Check fuse #17 in the central junction box (under the dash on the driver's side).
 






Checked fuses-all okay

Pulled off driver side window switches- tested Blue/black wire (+) and used chassis for ground and got 12 volts.

Checked same blue/black wire (+) and used black wire (-) on back of window switch for ground and got 0 volts.

Open ground wire suspected...checked driver side door wiring grommet, found that black wire was pinched/ cut. Soldered wire back together, problem solved!
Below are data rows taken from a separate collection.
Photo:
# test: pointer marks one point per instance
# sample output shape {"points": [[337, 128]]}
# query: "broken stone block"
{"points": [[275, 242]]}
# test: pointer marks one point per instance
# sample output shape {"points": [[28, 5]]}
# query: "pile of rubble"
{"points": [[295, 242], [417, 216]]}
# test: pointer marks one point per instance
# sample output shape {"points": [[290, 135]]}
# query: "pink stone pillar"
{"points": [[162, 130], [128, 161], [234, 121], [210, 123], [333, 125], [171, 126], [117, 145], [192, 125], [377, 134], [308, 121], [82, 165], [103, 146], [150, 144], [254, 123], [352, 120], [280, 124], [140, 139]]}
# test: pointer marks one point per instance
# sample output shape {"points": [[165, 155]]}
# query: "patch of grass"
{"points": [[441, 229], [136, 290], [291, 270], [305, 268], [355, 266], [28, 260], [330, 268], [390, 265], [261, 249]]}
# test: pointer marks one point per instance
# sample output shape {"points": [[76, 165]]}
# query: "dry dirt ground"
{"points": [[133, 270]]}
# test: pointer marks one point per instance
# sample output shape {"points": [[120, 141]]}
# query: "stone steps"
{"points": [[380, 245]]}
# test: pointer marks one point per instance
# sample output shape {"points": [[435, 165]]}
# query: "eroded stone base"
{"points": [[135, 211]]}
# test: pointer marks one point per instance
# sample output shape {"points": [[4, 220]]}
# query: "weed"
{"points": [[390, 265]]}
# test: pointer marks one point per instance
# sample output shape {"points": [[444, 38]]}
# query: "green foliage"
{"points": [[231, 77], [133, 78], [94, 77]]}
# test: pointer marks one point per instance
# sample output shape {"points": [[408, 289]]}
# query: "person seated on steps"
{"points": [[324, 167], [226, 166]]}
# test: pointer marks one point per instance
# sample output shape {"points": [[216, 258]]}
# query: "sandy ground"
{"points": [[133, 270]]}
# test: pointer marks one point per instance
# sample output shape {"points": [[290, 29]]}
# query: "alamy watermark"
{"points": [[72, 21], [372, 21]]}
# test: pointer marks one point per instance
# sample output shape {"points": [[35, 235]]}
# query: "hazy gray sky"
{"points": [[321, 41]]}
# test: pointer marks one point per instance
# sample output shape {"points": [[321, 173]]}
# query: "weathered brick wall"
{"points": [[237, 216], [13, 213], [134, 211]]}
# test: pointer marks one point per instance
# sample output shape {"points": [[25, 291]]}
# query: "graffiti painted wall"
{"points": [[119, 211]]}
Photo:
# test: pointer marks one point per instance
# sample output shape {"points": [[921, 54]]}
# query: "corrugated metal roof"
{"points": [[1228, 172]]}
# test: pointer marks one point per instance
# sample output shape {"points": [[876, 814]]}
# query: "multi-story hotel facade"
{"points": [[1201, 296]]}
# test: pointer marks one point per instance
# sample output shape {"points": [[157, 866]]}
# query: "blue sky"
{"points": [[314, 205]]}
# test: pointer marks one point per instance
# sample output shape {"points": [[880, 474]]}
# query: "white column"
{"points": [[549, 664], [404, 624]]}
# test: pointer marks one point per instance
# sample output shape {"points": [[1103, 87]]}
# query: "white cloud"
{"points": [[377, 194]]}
Thanks for the help with the fuses.
 






I've got the same problem but...

Using this thread as a guide, I pulled the switch and tested across the blue/black wire and a known good chassis ground and got 0 volts. That means I'm not getting power as far as the switch, right? So there's got to be a fuse or breaker upstream that's bad, right? BTW the two fuses mentioned here look fine.

Need help guys
 






I've got the same problem but...

Using this thread as a guide, I pulled the switch and tested across the blue/black wire and a known good chassis ground and got 0 volts. That means I'm not getting power as far as the switch, right? So there's got to be a fuse or breaker upstream that's bad, right? BTW the two fuses mentioned here look fine.

Need help guys


Power to the main window switch routes thru the accessories delay relay. Look in your Owners Guide for fuses for that relay. It varies with build date for the '02 models. Mine shows fuse #6 (60a) with an additional 30a circuit breaker in location 62 in the junction box under the hood, and fuse #17 (15a) in the junction box under the dash.

You need to test for power at the main window switch on the lt blue/blk wire with the key in the on position. Otherwise the acc delay relay may be open if the truck has been off for a few minutes. If still no power at main window switch and all fuses are good you could have a bad acc delay relay (but other things like puddle lamps would also be out) (EDIT :puddle lamps are powered thru Battery Saver Relay not Acc Delay Relay), or the lt blue/blk wire could be broken which most likely is in the boot between the door and door jam.

Good luck. Let us know what you find out.
 






I'm having this problem with the front passanger side door. The driver side switch has been the only one working for about a month and now its gone. When I took the door panel off of the passenger side and hit the down control for the windo I can hear a slight click. Does this sound like the motor or a possible pinched wire? Any help is appreciated.
 






ok. I had the same problem and all off the windows stopped working. None of the switches worked. I pulled fuse #17 and #6. Both were good. Upon replacing the fuses....the windows now work! Did something get reset? Is this a temporary fix?
 






Try checking the main power cable inside rubber gland, between body and door,drivers side.next to door hinges. I had same problem, wire had broken, quick and cheap repair.
 






Thannks. That's what happend. The ground and power wire was kinked and broken.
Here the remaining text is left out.